"Kalau tidak lolos verifikasi maka barang tidak boleh beredar. Yang penting pelabuhan tidak disesaki oleh kontainer-kontainer," kata Heru ditemui usai rapat koordinasi tata niaga impor di Kementerian Koordinator Bidang Perekonomian, Jakarta, Selasa.
Tujuan lain dari pengawasan "post-border" selain mengurangi penumpukan barang di pelabuhan yaitu menurunkan waktu tunggu bongkar muat barang di pelabuhan ("dwelling time") dan mengurangi biaya karena barang tidak perlu berlama-lama di pelabuhan.
Heru menjelaskan pengawasan "post-border" dilakukan dengan mendorong verifikasi barang impor oleh otoritas bea cukai, misalkan menyangkut Standar Nasional Indonesia (SNI), ke luar pos pengawasan.
"Kapan boleh beredar? Yang jelas selama sudah memenuhi (syarat), itu akan mempersilakan mereka melakukan bisnis secara normal saja.
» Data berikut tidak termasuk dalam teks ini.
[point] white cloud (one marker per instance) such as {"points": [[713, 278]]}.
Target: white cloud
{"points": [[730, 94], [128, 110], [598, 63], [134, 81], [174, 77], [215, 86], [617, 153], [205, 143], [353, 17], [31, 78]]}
Kalau mereka belum memenuhi, mereka harus menyelesaikan di gudangnya mereka," ucap dia.
Mengenai payung hukum dari mekanisme pengawasan tersebut, Heru mengatakan masing-masing kementerian dan lembaga akan melakukan revisi berdasarkan kewenangannya.
Ia juga mengungkapkan jumlah barang yang masuk kategori larangan atau pembatasan (lartas) akan dikurangi hanya menjadi sekitar 20 persen dari seluruh pos tarif atau kode komoditas (harmonized system code). Seluruh barang yang diimpor diklasifikasikan dalam 10.826 kode HS.
Saat ini, jumlah barang lartas yang tercatat dan menjadi beban dari otoritas bea dan cukai mencapai sekitar 48 persen dari 10.826 kode HS barang.
"Yang akan tinggal di pelabuhan, terutama komoditas yang terkait dengan kesehatan, keamanan, keselamatan, dan lingkungan hidup. Sementara di luar itu akan kami dorong ke luar `border` tetapi tetap dilakukan pengawasan dengan manajemen risiko bersama," ucap Heru.
Sementara itu, Menteri Keuangan Sri Mulyani mengatakan pelaksanaan kebijakan pengurangan barang lartas ini segera berlaku setelah adanya revisi dari peraturan menteri di masing-masing kementerian terkait.
"Semua menteri sepakat, nanti sesuai komitmen diturunkan sekitar 20 persen dengan berbagai peraturan menteri. Semoga ini berjalan 1 Februari dan lartas menurun tajam," kata dia.
Tercatat sebanyak 72 peraturan menteri di masing-masing kementerian terkait masih membutuhkan revisi agar kebijakan ini dapat berjalan untuk mendorong produktivitas.